Objectives: This diagnostic study assessed the accuracy of radiologists retrospectively, using the deep learning and natural language processing chest algorithms implemented in Clinical Review version 3.2 for: pneumothorax, rib fractures in digital chest X-ray radiographs (CXR); aortic aneurysm, pulmonary nodules, emphysema, and pulmonary embolism in CT images.

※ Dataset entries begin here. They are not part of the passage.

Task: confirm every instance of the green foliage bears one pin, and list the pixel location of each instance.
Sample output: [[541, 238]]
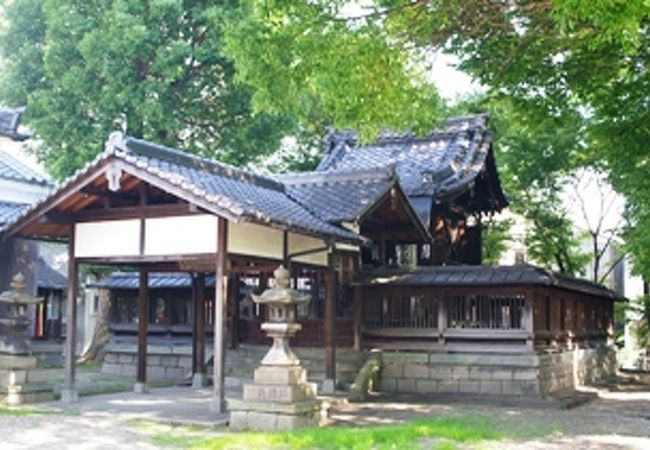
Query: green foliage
[[534, 152], [306, 59], [495, 235], [641, 328], [454, 429], [152, 67], [558, 58]]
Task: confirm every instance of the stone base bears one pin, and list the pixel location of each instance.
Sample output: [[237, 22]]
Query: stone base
[[26, 393], [21, 382], [199, 380], [248, 415], [536, 375], [141, 388], [69, 395], [329, 387]]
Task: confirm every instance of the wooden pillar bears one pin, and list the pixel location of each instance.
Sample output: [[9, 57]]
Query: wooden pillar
[[143, 329], [358, 318], [198, 374], [220, 299], [442, 319], [383, 254], [527, 319], [194, 319], [233, 311], [330, 300], [69, 394]]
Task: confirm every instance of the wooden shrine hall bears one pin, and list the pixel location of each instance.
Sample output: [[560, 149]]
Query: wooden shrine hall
[[385, 236]]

Methods: The study design was double-blind (artificial intelligence [AI] algorithms and humans), retrospective, non-interventional, and at a single NHS Trust. Adult patients (≥18 years old) scheduled for CXR and CT were invited to enroll as participants through an opt-out process. Reports and images were de-identified, processed retrospectively, and AI-flagged discrepant findings were assigned to two lead radiologists, each blinded to patient identifiers and original radiologist. The radiologist's findings for each clinical condition were tallied as a verified discrepancy (true positive) or not (false positive).

Results: The missed findings were: 0.02% rib fractures, 0.51% aortic aneurysm, 0.32% pulmonary nodules, 0.92% emphysema, and 0.28% pulmonary embolism. The positive predictive values (PPVs) were: pneumothorax (0%), rib fractures (5.6%), aortic dilatation (43.2%), pulmonary emphysema (46.0%), pulmonary embolus (11.5%), and pulmonary nodules (9.2%). The PPV for pneumothorax was nil owing to lack of available studies that were analysed for outpatient activity.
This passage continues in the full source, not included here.